Helping to overcome the tyranny of distance, telehealth is currently being used to deliver quality health services to care homes and nursing facilities, and integrating care within communities. Telehealth services focusing on Aboriginal and Torres Strait Islander communities are providing timely access to healthcare services to ensure early diagnosis and early interventions. Within acute care facilities, telehealth is enabling remote specialist team assessment of critically ill patients, fostering collegiate decision making, and encouraging knowledge sharing and medical advice for patients with complex conditions.
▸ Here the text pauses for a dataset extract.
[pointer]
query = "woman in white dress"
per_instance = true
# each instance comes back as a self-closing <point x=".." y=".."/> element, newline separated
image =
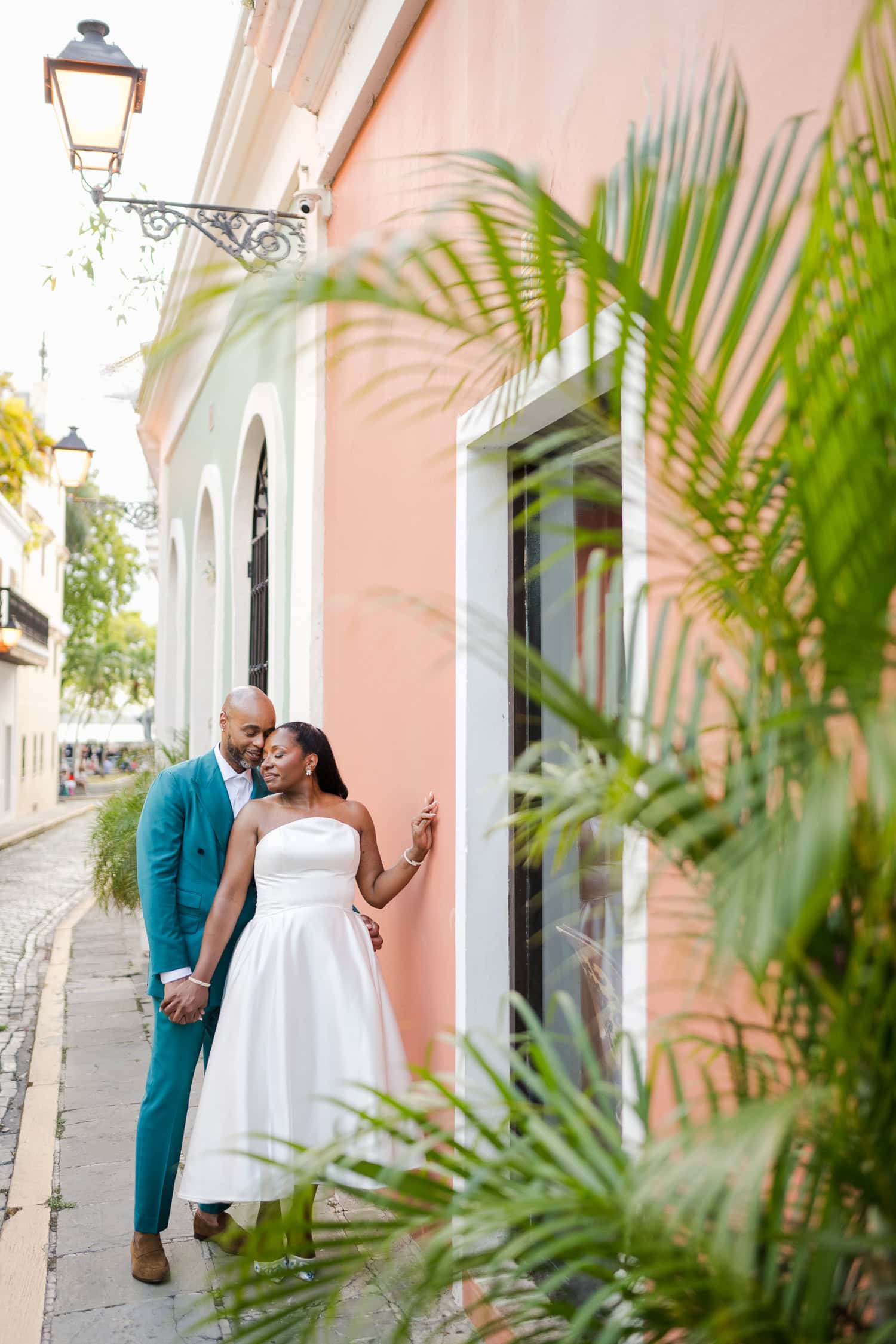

Did you know: There are over 60 thousand residential aged care places in NSW alone, and 25% of residents have at least one hospital encounter per year. Source
What can we expect next?
This is an exciting time for health! Digital technologies are diverse and their possibilities for health and healthcare delivery are rapidly evolving. Pools of digital health data are growing exponentially, feeding new knowledge and insights that can ultimately inform predictive and personalised care. All of this means tremendous things for maintaining wellness and delivering individualised healthcare that keeps people out of hospital and engaged in an active life.
We increasingly use video calls in everyday life to connect and maintain relationships and many expect virtual care to play a bigger part in our lives. As consumers constantly seek more accessible, convenient and flexible service options, the health industry will continue to look to other service sectors, such as banking and travel, for innovative ideas and lessons learnt.
We can expect service providers to increase their offerings in response to a competitive consumer driven market. Fueled by the increasing popularity of mobile devices and apps, wearable devices, online health information and networking portals, consumer appetite for new products and services is driving providers to reconsider what has long been ‘business as usual’. Growing levels of consumer digital and data literacy will continue to stimulate expansion and advancement of digital health tools and services.
Health and services data will continue to inform evidence based multi-professional tailored programs, in particular pre-treatment and post-treatment care, telemonitoring, preventative health and wellness support. Data will also continue to inform the development and review of guidelines and clinical standards that help healthcare providers deliver online care effectively, efficiently and safely.
Just like digital health care is simply becoming known as ‘health care’, we’re rapidly on our way to telehealth services becoming just another standard option for accessing quality healthcare.